This will help the banking regulator to assess the market effectively and conduct liquidity management operations aimed at correcting the market mis-matches. It would also enable closer monitoring of the movements in call money rates (short-term lending rates).
 
The inter-bank call rates have been trading volatile, with the overnight rates crashing below the one per cent mark on Thursday. The rates hit an intra-day low of 00.50 per cent and ended the day in a band of 00.50 per cent to 00.75 per cent.
 
The inflow of Rs 20,000 crore into the banking system after a bond maturity pushed the call rates down. The dollar sterilisation in the forex market is also adding to the liquidity.
 
Direct regulations in the form of prudential limits on borrowings and lendings would need to eventually graduate to a system where such limits are taken care of by the bank's own internal systems of asset liability management framework, said the RBI in its report on currency and finance.
 
The central bank had stated in March that a bank's inter-bank liability (IBL) should not exceed 200 per cent of its net worth as on March 31 last year.
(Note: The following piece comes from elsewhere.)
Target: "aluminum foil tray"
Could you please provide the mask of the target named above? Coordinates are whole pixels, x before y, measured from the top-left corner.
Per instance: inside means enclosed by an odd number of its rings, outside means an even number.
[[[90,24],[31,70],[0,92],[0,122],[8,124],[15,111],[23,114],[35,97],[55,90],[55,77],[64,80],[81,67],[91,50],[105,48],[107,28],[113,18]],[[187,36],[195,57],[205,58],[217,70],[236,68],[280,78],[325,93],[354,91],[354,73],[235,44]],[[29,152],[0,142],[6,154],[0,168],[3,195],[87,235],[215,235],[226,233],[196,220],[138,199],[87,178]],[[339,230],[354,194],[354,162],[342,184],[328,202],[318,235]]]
However, it had given freedom to the individual banks to fix a lower limit for their inter-bank liabilities, keeping in view their business models and with approval of the board of directors.
 
The banks whose capital adequacy ratio was at least 11.25 per cent, or 25 per cent more than the minimum capital-to-risk-weighted assets ratio (CRAR) of nine per cent as on March 31 of the previous year, are allowed to have a higher limit of up to 300 per cent of the net worth for IBL. The existing limit on the call money borrowings prescribed by RBI would operate as a sub-limit within the above limits.